Two icons of the "counter-culture" revolution that started in the sixties were both named Robert- the singer-songwriter Bob Dylan and the artist R. Crumb. Both have been the subject of cultish fandom, both have continued to be productive into what would be the retirement years for many people. And both have had vital, artistic women in their lives, women who have recently released their memoirs: Need More Love, by Aline Kominsky Crumb, and A Freewheelin' Time, by Suze Rotolo.
Aline Kominsky Crumb, a few years younger than Suze but sharing a New York upbringing, is an artist and cartoonist. Her story, benefiting from the graphic novel medium, is as colorful and vibrant as her illustrations and artwork. This is not a book for the prudish or judgmental. ALL of the excesses of the sixties and seventies are here, some graphically illustrated (although the rawest x-rated comics are not included.) She was a true pioneer in "Wimmin's Comix", although her most famous work was done in collaboration with her husband. Those comics, mostly about mundane domestic situations, contain some of the most accurate and pithy examinations of the interaction between male and female psyches ever written. The story of their "open" relationship, mutual admiration, and subsequent family life which is told in this memoir is truly unique. Aline's unbridled vitality is nothing short of astounding.

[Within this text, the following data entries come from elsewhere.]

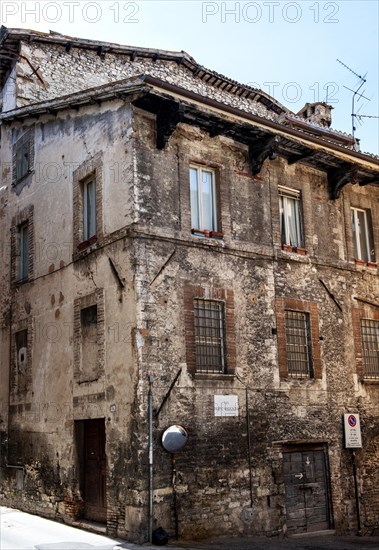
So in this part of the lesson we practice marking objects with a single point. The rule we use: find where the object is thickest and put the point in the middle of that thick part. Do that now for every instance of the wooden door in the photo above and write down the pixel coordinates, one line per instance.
(306, 489)
(95, 470)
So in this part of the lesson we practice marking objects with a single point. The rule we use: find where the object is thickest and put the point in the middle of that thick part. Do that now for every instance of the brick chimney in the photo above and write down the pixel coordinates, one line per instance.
(319, 113)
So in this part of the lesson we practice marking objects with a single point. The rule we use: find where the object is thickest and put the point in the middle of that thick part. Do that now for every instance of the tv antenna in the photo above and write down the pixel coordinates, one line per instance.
(361, 81)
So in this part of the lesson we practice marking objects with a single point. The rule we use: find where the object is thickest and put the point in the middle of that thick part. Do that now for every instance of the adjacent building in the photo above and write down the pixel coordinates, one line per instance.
(181, 249)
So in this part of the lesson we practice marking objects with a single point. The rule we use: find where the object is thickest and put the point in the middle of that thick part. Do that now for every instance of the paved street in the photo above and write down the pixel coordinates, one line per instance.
(21, 531)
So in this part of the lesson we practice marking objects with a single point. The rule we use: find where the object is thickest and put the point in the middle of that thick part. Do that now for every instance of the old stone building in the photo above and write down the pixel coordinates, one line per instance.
(181, 249)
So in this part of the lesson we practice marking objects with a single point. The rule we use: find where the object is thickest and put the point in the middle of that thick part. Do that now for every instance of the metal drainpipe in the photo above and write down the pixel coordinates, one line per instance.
(150, 415)
(15, 466)
(248, 439)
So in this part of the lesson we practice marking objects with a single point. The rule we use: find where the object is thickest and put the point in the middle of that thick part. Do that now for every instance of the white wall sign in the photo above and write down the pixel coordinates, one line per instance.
(226, 405)
(352, 425)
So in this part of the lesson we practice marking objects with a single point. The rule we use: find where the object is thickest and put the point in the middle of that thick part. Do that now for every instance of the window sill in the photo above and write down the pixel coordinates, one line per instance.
(207, 233)
(22, 281)
(362, 263)
(85, 244)
(213, 376)
(296, 249)
(373, 380)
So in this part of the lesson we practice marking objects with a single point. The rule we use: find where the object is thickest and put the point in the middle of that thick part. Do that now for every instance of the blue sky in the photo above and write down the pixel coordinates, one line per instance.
(288, 49)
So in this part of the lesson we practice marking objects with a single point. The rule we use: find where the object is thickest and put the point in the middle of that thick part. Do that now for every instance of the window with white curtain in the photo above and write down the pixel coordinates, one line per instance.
(362, 235)
(290, 217)
(203, 199)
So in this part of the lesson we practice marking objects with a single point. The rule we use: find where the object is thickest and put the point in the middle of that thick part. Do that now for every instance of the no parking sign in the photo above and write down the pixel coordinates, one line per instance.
(353, 439)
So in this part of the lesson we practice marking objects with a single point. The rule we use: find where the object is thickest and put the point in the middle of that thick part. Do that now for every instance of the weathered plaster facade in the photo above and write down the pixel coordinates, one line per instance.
(102, 314)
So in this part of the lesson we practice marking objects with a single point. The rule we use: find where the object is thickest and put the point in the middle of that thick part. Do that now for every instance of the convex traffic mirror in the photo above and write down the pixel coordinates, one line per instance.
(174, 438)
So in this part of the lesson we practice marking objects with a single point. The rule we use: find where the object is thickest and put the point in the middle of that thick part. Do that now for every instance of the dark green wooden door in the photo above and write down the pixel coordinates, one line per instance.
(305, 478)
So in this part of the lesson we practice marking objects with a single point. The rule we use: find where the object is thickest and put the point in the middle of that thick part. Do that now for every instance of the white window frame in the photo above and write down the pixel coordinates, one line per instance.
(89, 209)
(285, 195)
(368, 237)
(200, 207)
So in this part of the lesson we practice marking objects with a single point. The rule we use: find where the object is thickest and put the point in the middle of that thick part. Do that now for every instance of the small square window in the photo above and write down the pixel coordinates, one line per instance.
(290, 217)
(203, 199)
(210, 336)
(21, 338)
(362, 235)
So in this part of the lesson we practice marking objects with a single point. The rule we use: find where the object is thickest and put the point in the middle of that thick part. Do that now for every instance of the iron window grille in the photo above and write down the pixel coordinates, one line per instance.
(298, 344)
(290, 217)
(370, 347)
(210, 336)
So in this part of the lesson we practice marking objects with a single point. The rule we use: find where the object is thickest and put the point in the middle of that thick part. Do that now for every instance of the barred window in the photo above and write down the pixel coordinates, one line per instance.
(370, 347)
(290, 217)
(298, 344)
(210, 336)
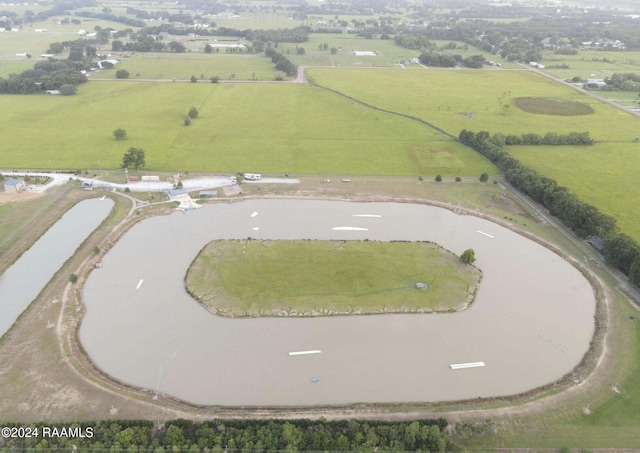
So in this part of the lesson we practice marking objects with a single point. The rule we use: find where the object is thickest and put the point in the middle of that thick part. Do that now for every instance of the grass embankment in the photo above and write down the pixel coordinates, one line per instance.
(483, 100)
(311, 278)
(265, 128)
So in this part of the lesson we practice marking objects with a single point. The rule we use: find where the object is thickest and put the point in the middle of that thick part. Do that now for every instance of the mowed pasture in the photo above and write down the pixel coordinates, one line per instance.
(591, 64)
(27, 40)
(603, 174)
(266, 128)
(314, 278)
(203, 66)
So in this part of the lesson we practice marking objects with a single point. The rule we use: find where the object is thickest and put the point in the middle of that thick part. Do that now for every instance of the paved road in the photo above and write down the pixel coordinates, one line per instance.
(583, 91)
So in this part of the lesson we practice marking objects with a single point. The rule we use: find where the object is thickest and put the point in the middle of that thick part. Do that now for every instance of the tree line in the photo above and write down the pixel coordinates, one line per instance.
(61, 75)
(233, 435)
(585, 220)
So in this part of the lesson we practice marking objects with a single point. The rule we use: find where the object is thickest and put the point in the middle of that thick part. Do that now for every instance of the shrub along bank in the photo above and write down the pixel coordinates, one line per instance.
(585, 220)
(230, 435)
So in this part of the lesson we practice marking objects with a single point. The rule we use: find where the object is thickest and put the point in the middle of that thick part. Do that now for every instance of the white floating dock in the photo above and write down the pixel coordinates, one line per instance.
(459, 366)
(315, 351)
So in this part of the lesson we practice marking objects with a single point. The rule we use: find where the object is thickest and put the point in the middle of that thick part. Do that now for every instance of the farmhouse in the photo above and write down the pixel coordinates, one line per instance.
(227, 46)
(595, 83)
(14, 185)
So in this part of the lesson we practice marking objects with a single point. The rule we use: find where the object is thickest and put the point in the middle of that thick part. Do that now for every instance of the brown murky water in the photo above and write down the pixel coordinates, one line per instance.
(531, 322)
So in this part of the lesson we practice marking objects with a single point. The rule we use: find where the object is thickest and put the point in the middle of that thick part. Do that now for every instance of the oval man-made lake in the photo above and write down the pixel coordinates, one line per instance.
(22, 282)
(531, 322)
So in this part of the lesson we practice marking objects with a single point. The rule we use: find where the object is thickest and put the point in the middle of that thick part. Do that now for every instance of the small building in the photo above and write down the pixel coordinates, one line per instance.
(105, 64)
(595, 83)
(14, 185)
(175, 192)
(365, 53)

Suze Rotolo was the main woman in Dylan's life as he made the rapid transition from scrabbling folkie into musical legend. Suze was a "Red Diaper" baby, the child of communist sympathizers, politically aware (participating in civil rights demonstrations as a teen-ager) and active in the performing arts (exposing Bob to modern drama) and remains a part of the Greenwich Village scene to this day. Her life story is a fascinating study of the times of the protest movement, with many vignettes of colorful artists and musicians. It is written in a plain style, almost bloodless, more a list at times than a memoir. Her slow-motion break-up with Bob in 1964 is told and while her heartbreak is hinted at it is not deeply developed. Her book ends in 1966 but there is just enough here to make it worth your while if you are a student of those times.